Sunday, June 16, 2024
DIGIPRIDE20Opinion

The Last of Us Part 2 is An Allegory for the Transgender Bathroom Debate

The discourse around The Last Of Us Part 2 has and still continues to be exhausting. We’ve sat through take after take after take, some nuanced, some hateful, and some overly fawning. No matter how innocuous a take might be, when it comes to The Last Of Us, any and all opinions seem to be fuse wires on a huge pile of unrelenting dynamite, ready to explode again and again and then, when it seems like the explosions have stopped, again.

This has been going on non-stop since the game released on June 19th, but for many, the discourse started a week previously with the release of the first reviews. Even then, there was a lot to digest.

However, thanks to a few rounds of substantial leaks, for many people, the discussion around the game started much, much earlier. Thanks to some substantial muting and conquering my own curiosity, I went into the game with only the prologue having been spoiled. Once I’d beaten it, however, I looked around at the conversations people were having when just the leaks were in play, and that’s when I realised: the game is an allegory for the transgender bathroom debate.

This isn’t one of those tongue in cheek fan theories like Fight Club really being a retelling of Calvin and Hobbes, or Saw being a sequel to Home Alone. There are genuine, rather sad parallels. Perhaps it would be clearer to say that the discussions around The Last Of Us are allegorical to the transgender bathroom debate.

last of us transgender

There were many leaks for the game, but here I’d like to focus on two in particular. Leak number one: there is a muscular woman (Abby) in the game. Leak number two: there is a trans character in the game. The problem is that gamers put two and two together and got cisnormative transphobia. Abby, in fact, is not the trans character, but is a cisgender woman who just happens to be ripped, and was based on professional CrossFit athlete Colleen Fotsch.

I get that it’s funny for gamers to be mad about the wrong thing.
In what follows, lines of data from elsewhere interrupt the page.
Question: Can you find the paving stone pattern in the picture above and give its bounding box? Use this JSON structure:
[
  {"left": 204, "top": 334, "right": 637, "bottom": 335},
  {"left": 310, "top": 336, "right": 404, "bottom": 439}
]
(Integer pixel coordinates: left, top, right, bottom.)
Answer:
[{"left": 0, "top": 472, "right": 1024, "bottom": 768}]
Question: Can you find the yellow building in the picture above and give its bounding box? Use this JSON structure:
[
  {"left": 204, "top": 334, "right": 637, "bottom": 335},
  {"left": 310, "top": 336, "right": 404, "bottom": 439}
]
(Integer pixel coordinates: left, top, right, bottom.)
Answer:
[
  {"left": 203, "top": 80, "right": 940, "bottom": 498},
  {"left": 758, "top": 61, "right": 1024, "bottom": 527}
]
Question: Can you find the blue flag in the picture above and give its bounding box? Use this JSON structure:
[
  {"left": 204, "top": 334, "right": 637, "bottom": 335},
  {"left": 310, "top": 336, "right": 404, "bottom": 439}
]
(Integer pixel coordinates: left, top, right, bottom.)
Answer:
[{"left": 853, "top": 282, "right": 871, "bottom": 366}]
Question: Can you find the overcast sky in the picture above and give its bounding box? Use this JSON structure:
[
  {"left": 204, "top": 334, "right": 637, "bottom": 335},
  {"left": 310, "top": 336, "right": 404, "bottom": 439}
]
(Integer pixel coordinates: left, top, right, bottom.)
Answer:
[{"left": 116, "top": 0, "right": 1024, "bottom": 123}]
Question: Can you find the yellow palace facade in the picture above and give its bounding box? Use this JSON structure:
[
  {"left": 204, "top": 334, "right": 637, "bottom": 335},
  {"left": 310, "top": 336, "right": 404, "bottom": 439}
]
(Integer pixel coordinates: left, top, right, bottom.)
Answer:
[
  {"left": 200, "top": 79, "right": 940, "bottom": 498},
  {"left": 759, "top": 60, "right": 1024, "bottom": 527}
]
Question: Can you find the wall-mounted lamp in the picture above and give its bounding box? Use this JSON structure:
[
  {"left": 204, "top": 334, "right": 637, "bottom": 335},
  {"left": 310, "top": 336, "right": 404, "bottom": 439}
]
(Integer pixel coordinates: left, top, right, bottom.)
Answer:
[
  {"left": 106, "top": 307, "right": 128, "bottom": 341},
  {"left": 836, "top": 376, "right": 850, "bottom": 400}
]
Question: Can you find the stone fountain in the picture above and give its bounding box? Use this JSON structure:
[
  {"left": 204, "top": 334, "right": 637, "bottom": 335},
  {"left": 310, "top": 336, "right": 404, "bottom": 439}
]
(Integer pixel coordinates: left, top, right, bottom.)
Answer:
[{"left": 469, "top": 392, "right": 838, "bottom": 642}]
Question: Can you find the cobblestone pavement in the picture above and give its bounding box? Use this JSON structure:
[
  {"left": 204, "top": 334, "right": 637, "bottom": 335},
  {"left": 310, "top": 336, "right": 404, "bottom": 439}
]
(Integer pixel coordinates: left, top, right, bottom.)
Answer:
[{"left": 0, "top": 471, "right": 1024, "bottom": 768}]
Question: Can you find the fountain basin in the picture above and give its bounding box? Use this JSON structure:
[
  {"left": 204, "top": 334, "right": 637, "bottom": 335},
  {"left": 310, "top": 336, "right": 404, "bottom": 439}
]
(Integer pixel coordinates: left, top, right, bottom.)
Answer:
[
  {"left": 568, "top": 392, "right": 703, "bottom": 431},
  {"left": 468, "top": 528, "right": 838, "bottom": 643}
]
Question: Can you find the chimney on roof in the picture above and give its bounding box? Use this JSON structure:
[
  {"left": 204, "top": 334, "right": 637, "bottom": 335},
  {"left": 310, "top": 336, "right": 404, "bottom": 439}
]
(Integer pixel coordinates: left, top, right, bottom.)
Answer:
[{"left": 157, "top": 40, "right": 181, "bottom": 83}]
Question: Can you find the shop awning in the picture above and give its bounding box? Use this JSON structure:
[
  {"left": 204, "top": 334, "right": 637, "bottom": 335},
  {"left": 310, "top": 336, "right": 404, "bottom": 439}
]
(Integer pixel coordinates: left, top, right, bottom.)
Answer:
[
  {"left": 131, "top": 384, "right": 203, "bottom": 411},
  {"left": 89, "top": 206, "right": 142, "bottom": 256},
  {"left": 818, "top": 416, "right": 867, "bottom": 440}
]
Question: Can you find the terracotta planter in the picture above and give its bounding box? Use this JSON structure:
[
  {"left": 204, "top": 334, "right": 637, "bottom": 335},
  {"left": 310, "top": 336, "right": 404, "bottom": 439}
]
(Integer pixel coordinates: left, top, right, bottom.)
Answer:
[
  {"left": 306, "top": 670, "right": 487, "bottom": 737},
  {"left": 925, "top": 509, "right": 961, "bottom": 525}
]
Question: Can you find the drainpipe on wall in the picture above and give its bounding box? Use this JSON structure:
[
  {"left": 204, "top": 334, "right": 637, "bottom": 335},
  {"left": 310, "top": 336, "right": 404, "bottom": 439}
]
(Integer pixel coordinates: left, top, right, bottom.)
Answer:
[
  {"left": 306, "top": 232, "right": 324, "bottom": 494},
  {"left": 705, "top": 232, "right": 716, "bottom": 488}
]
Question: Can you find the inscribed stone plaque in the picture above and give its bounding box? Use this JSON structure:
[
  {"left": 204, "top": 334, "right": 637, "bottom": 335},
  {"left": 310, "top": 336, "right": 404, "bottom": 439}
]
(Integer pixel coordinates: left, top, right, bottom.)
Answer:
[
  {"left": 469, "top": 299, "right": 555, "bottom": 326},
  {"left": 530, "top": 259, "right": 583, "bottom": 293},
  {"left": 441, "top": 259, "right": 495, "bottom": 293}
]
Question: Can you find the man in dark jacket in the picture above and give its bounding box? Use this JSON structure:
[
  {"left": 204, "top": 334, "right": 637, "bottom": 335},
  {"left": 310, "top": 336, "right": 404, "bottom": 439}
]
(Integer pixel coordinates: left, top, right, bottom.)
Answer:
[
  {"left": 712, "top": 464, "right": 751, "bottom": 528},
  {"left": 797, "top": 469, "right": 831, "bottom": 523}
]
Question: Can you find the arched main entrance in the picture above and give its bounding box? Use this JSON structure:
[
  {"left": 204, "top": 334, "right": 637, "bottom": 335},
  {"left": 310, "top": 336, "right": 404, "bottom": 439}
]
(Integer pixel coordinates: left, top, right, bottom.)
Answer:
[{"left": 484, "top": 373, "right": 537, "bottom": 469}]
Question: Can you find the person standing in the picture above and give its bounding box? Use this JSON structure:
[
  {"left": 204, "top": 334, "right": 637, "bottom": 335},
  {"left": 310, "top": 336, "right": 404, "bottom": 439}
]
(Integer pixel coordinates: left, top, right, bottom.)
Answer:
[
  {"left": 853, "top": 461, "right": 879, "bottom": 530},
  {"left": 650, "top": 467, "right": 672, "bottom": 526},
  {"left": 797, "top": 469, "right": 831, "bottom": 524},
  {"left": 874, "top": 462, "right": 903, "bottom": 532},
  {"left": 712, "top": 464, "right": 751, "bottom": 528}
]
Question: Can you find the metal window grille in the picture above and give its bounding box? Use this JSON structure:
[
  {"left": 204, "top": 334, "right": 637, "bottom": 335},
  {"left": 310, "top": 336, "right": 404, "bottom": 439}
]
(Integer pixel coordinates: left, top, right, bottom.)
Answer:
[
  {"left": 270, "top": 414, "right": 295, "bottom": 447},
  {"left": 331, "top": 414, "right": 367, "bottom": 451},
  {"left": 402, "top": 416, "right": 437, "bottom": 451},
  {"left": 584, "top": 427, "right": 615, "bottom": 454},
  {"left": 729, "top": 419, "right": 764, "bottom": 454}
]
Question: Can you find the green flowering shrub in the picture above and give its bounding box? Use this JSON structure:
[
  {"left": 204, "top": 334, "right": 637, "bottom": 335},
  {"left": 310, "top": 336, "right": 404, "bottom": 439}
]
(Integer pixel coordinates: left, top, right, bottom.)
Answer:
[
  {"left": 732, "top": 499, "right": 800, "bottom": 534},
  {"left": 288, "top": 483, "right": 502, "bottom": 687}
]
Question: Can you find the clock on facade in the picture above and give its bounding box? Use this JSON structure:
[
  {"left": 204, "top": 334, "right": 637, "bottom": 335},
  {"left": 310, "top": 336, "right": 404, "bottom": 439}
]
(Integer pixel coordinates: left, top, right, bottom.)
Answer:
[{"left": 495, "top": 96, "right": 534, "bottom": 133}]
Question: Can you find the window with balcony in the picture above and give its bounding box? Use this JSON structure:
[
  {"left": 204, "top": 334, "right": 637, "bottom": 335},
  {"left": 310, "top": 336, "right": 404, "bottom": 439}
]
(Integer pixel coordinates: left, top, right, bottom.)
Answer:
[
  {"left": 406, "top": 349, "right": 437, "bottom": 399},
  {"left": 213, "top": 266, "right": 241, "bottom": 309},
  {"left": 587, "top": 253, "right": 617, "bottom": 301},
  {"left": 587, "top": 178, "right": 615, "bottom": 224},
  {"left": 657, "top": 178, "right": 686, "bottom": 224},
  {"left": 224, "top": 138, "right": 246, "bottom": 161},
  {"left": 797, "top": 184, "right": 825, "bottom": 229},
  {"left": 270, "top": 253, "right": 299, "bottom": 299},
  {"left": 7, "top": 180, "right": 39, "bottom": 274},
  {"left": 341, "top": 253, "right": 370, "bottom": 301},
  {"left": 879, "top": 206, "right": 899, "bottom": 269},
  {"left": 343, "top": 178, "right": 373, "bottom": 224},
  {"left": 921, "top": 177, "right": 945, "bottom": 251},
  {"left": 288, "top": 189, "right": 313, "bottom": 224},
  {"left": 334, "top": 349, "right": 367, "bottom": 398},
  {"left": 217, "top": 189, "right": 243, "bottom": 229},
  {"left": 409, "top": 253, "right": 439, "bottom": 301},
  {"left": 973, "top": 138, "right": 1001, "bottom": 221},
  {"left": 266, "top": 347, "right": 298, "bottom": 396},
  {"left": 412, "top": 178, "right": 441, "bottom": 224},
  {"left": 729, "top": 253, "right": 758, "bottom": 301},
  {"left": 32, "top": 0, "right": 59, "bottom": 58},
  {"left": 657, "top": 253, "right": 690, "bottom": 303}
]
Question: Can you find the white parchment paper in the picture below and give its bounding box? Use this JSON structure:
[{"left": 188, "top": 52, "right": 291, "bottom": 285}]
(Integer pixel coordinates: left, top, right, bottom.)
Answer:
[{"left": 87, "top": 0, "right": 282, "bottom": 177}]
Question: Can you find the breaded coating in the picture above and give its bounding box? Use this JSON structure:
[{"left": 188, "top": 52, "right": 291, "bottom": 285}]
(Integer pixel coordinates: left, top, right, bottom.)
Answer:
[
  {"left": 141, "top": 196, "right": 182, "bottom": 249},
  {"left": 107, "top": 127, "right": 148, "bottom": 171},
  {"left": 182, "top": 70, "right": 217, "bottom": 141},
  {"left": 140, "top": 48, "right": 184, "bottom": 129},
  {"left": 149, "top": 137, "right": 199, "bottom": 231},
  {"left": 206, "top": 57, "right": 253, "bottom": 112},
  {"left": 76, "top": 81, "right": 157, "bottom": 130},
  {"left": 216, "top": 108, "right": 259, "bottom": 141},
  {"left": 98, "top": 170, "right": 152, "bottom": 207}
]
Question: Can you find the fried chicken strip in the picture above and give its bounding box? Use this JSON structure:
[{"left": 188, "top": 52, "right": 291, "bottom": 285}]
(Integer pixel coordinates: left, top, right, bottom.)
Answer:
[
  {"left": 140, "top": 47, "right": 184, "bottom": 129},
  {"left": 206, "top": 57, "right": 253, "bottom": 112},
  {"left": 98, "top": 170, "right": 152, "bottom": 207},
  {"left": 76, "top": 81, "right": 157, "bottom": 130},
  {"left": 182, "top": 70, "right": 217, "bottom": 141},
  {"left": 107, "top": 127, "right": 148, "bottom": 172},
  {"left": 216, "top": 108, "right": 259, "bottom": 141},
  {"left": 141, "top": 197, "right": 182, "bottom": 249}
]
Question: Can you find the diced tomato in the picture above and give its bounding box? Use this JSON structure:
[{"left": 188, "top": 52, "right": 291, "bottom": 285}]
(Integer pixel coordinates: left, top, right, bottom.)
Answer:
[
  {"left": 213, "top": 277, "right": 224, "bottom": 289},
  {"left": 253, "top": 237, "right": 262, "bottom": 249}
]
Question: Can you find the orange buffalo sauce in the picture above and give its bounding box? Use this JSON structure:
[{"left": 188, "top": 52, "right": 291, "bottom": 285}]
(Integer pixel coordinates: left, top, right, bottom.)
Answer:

And I’m glad that the response to claims Abby’s body type is unrealistic has been not only to point to Fotsch, but for several other buff women in the gaming industry to show off their body with confidence. But it’s funny in the same way JK Rowling’s or Graham Linehan’s often ridiculous gender hypocrisies are; it’s easy to laugh at, but it reveals unsettling truths about how trans people are viewed in society.

The trans character, by the way, is actually Lev: a trans man. Prior to release, no one had even raised the possibility that the trans character might be a man rather than a woman.

This is where the bathroom debate comes into focus. After years of extensive forensic research, scientists have recently discovered that, contrary to apparent popular belief, trans men use the loo as well. However, this fact – and indeed the very existence of trans men – has been completely ignored during the hysteria over trans women using female toilets. Several studies indicate that trans women pose no threat in female bathrooms, but the fact the debate rages about ‘men in the ladies room’ in the first place is especially ridiculous when forcing trans women out means forcing trans men in. Trans men are often sidelined when being transgender is discussed in the public eye. Both in the speculation around the trans character in The Last Of Us and in the discussion around bathrooms, it happened again.

Abby's arms

As mentioned above, Abby is based on a cis woman in Colleen Fotsch; her figure  in the game has actually been slightly toned down from Fotsch’s. As a post apocalyptic soldier who lives in a gym and appears to have isolated herself following her father’s death, it’s fairly natural that she would work out intensively too. This disbelief around how Abby could possibly be a cis woman when she has bulging biceps brings another aspect of the bathroom debate into play: the way trans hysteria places borders around the definition of a woman.

In the real world, this often manifests through incidents like JK Rowling’s claim that women are ‘people who menstruate’, a definition which suggests cis women who do not menstruate, due to factors like age or health conditions, no longer qualify as women. It’s this way of thinking, combined with rising transphobia and paranoia, that leads to cis but gender non-conforming women being discriminated against too, even being thrown out of bathrooms.

Much like the bathroom debate, the leaks of The Last Of Us placed trans women at the centre, as figures to be both mocked and reviled in equal measure. This process is designed to harm trans women, but not only does the exclusion harm trans men, the way it sets borders on what it means to be female also actively harms many cis women; the very people transphobes claim to be protecting. The fact that they were wrong about Abby being transgender does not change the fact that much of the early hate for Abby was deeply transphobic in nature, nor does it cover up the dangerous thinking caused by years of poisonous, one side media coverage on transgender issues.

Abby isn’t trans, but some of us still are, and we just want to be able to pee in peace.